Hi Peeps,
I’m having some trouble creating a data block and keep receiving the error ‘RuntimeError: The size of tensor a (115) must match the size of tensor b (64) at non-singleton dimension 1’
I am trying to train my resnet34 model on the fruits-360 dataset from kaggle.
This is my code:
np.random.seed(42)
data = (ImageList.from_folder(fruits_path)
.split_by_rand_pct(0.2)
.label_from_folder()
.transform(get_transforms(), size=128)
.databunch().normalize(imagenet_stats))
architecture = models.resnet34
acc_02 = partial(accuracy_thresh, thresh=0.2)
f_score = partial(fbeta, thresh=0.2)
learn = cnn_learner(data, architecture, metrics=[acc_02, f_score])
lr = 0.01
learn.fit_one_cycle(5, slice(lr))
Any help would be really appreciated! Thanks!
Sean
1 Like
kushaj
(Kushajveer Singh)
July 21, 2019, 5:40pm
2
The problem has something to do with batch size. Can you try explicitly setting batch size=64 in the databunch and see if there is any difference.
1 Like
Hi Kushajveer,
I changed it to 64 but am still receiving the same error…
kushaj
(Kushajveer Singh)
July 21, 2019, 5:54pm
4
Try the same code for MNIST sample data and see if the error persists. I tried with your code and I got no error.
Just tried with MNIST sample data and I am still receiving a similar error
RuntimeError: The size of tensor a (3) must match the size of tensor b (64) at non-singleton dimension 1
kushaj
(Kushajveer Singh)
July 21, 2019, 6:06pm
6
It is probably a version issue. Update fastai. Mine version is 1.0.55 and your code is working on my machine.
Strange, mine is the same. Do you mind if you copy and paste your MNIST code so I could compare where i am going wrong please?
kushaj
(Kushajveer Singh)
July 21, 2019, 6:11pm
8
path = untar_data(URLs.MNIST)
np.random.seed(42)
data = (ImageList.from_folder(path)
.split_by_rand_pct(0.2)
.label_from_folder()
.transform(get_transforms(), size=128)
.databunch().normalize(imagenet_stats))
architecture = models.resnet34
acc_02 = partial(accuracy_thresh, thresh=0.2)

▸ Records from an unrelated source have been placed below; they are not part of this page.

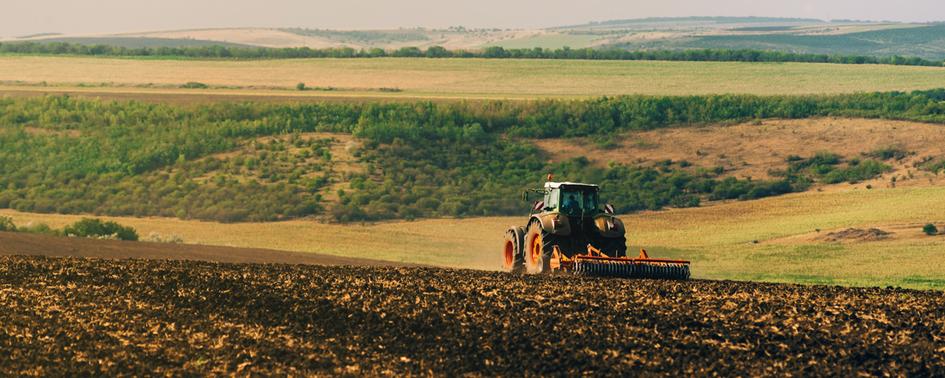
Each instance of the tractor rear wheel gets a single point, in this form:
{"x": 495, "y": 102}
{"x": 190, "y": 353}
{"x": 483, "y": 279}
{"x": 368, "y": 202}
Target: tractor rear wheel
{"x": 539, "y": 247}
{"x": 512, "y": 250}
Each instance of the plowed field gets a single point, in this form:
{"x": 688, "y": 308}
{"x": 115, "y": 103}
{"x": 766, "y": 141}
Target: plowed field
{"x": 107, "y": 317}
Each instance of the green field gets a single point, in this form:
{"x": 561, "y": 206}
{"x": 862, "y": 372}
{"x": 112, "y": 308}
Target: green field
{"x": 466, "y": 78}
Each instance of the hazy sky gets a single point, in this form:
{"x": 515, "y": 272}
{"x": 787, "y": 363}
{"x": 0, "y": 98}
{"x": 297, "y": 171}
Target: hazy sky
{"x": 21, "y": 17}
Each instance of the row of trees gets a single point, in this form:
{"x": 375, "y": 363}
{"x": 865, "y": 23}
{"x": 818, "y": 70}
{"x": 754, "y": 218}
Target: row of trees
{"x": 68, "y": 155}
{"x": 494, "y": 52}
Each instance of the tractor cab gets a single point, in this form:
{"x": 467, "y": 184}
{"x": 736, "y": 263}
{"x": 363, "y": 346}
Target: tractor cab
{"x": 571, "y": 198}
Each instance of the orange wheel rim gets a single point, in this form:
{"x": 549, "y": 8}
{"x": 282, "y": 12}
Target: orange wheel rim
{"x": 535, "y": 249}
{"x": 509, "y": 253}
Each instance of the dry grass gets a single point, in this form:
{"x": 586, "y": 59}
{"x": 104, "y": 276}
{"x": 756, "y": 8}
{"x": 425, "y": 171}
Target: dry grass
{"x": 471, "y": 78}
{"x": 752, "y": 149}
{"x": 774, "y": 239}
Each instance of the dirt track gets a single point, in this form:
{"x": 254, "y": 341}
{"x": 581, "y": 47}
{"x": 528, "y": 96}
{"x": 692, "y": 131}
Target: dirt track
{"x": 108, "y": 317}
{"x": 23, "y": 244}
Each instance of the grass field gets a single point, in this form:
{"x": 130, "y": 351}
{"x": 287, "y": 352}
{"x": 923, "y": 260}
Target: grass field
{"x": 462, "y": 78}
{"x": 774, "y": 239}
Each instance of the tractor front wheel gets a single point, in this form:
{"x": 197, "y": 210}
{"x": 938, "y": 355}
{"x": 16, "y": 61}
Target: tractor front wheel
{"x": 539, "y": 247}
{"x": 512, "y": 250}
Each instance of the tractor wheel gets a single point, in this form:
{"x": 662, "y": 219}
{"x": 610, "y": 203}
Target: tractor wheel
{"x": 512, "y": 250}
{"x": 539, "y": 246}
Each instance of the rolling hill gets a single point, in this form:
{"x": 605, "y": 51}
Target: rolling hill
{"x": 846, "y": 37}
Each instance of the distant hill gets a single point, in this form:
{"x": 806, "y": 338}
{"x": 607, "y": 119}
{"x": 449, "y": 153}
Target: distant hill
{"x": 139, "y": 42}
{"x": 797, "y": 35}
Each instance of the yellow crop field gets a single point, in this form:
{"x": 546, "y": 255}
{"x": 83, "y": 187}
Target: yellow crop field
{"x": 455, "y": 78}
{"x": 778, "y": 239}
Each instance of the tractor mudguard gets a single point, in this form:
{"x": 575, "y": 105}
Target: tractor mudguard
{"x": 554, "y": 223}
{"x": 610, "y": 226}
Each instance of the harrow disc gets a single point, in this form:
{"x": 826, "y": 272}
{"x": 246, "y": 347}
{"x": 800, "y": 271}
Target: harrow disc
{"x": 631, "y": 269}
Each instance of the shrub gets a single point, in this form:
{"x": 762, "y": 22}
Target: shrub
{"x": 96, "y": 228}
{"x": 857, "y": 172}
{"x": 888, "y": 153}
{"x": 195, "y": 85}
{"x": 930, "y": 229}
{"x": 6, "y": 224}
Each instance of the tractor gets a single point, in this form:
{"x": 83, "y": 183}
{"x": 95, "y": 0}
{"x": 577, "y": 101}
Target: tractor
{"x": 569, "y": 231}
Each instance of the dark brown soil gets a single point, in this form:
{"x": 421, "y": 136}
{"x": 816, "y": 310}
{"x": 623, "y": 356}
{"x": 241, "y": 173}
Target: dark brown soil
{"x": 135, "y": 317}
{"x": 857, "y": 235}
{"x": 13, "y": 244}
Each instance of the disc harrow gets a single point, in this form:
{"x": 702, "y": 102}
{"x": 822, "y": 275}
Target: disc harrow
{"x": 597, "y": 264}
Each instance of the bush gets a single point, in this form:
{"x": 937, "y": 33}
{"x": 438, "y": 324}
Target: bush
{"x": 930, "y": 229}
{"x": 857, "y": 172}
{"x": 95, "y": 228}
{"x": 6, "y": 224}
{"x": 888, "y": 153}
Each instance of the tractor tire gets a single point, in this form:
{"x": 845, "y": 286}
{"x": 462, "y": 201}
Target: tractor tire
{"x": 539, "y": 248}
{"x": 513, "y": 253}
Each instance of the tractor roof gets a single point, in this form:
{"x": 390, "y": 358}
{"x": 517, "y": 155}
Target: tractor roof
{"x": 556, "y": 185}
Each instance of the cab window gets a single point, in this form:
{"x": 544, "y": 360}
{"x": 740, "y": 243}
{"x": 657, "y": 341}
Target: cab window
{"x": 551, "y": 199}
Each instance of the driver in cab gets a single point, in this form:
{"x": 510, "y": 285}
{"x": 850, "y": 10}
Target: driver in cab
{"x": 571, "y": 204}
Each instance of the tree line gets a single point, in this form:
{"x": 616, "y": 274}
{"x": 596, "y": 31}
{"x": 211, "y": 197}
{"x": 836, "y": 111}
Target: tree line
{"x": 492, "y": 52}
{"x": 421, "y": 159}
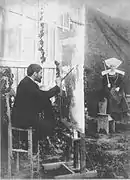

f_score = partial(fbeta, thresh=0.2)
learn = cnn_learner(data, architecture, metrics=[acc_02, f_score])
lr = 0.01
learn.fit_one_cycle(5, slice(lr))
I ran for 1 epoch and it is working.
kushaj
(Kushajveer Singh)
July 21, 2019, 6:16pm
9
I came to the conclusion early. This is giving an error but after the epoch is run. Wait few minutes, I will try to resolve it .
Yeah I am still getting errors. I will wait.
kushaj
(Kushajveer Singh)
July 21, 2019, 6:28pm
11
Oh I forgot we are doing single label classification. These metrics are meant for multi-label problems.
Excuse my ignorance bu why does that matter? Surely there should be a accuracy score and f_score anyway?
kushaj
(Kushajveer Singh)
July 21, 2019, 6:30pm
13
To use these metrics you have to give one-hot encoded inputs but in fastai by default for single label problems the labels the labels are not one-hot encoded.
kushaj
(Kushajveer Singh)
July 21, 2019, 6:31pm
14
You can create a custom callback where you convert your labels to one-hot encoded format and then use the metric there.
Ah okay, so what is a better metric to use?
kushaj
(Kushajveer Singh)
July 21, 2019, 6:35pm
16
They are for different purposes. If you have multi label problem, then with accuracy_thresh you are calculating how much error is there is I select all the classes greater than this thresh.
In F-score you are measuring how much precision and recalll you are able to get after setting a thresh.
kushaj
(Kushajveer Singh)
July 21, 2019, 6:36pm
17
This article can help link .
1 Like
Great, I changed it to error rate and the pochs are running successfully, thank you so much for your help kushaj!!!
1 Like
Hey I’m doing a project similar to this but for myself and I’m also running into this error.
More like this tho:
RuntimeError: The size of tensor a (128) must match the size of tensor b (4096) at non-singleton dimension 1
I can’t do large batch sizes because my computer is really weak.
I was wondering if you could help
nofreewill
(Iván Jonatán)
January 20, 2020, 5:20pm
20
Thanks. I had this error with batch size of 1, 2, 4, and 6. Now with 8 I don’t get the error somehow. Feels a bit magic.